Food security is the topmost priority on the global agenda. Accurate agricultural statistics (i.e., cropped area) are essential for decision making and developing appropriate programs to achieve food security. However, derivation of these essential agricultural statistics, especially in developing countries, is fraught with many challenges including financial, logistical and human capacity limitations. This study investigated the use of fractional cover approaches in mapping cropland area in the heterogeneous landscape of West Africa. Discrete cropland areas identified from multi-temporal Landsat data were upscaled to MODIS resolution using random forest regression. Producer’s accuracy and user’s accuracy of the cropland class in the Landsat scale analysis averaged 95% and 94%, respectively, indicating good separability between crop and non-crop land. Validation of the fractional cropland cover map at MODIS resolution (MODIS_FCM) revealed an overall mean absolute error of 19%. Comparison of MODIS_FCM with the MODIS land cover product (e.g., MODIS_LCP) demonstrate the suitability of the proposed approach to cropped area estimation in smallholder dominant heterogeneous landscapes over existing global solutions. Comparison with official government statistics (i.e., cropped area) revealed variable levels of agreement and partly enormous disagreements, which clearly indicate the need to integrate remote sensing approaches and ground based surveys conducted by agricultural ministries in improving cropped area estimation. The recent availability of a wide range of open access remote sensing data is expected to expedite this integration and contribute missing information urgently required for regional assessments of food security in West Africa and beyond.
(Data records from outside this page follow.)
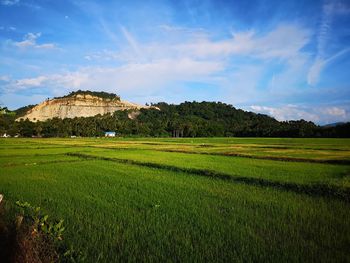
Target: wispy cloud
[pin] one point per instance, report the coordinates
(30, 40)
(319, 114)
(329, 11)
(9, 2)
Agricultural land use mapping in the sudanian savanna of West Africa: Current status and future possibilities

Multi-temporal Landsat data covering the Bawku West district of Ghana were aligned to the agro-ecological calendar to map agricultural land use. Phenological curves based on NDVI and NIR were extracted. A decision tree classification based on the curves enabled the mapping of six broad classes. Results indicate the successful discrimination of irrigated land from other land use classes, but also the problem of separating natural vegetation from quasi-natural rainfed agriculture. This problem is attributed to the scale on which agriculture is practiced (small scale) and the inadequate spatial and temporal resolution of the Landsat instrument to capture the agricultural fields and cropping systems. In the following months multi-temporal (monthly) 6.5-meter RapidEye, complemented with 6-meter TerraSAR-X observations in the rainy season will be acquired for 2012 and 2013. The synergetic analysis of data from these satellite systems with contemporary field data on cropping cycles promises to improve agricultural land use mapping in this savanna region.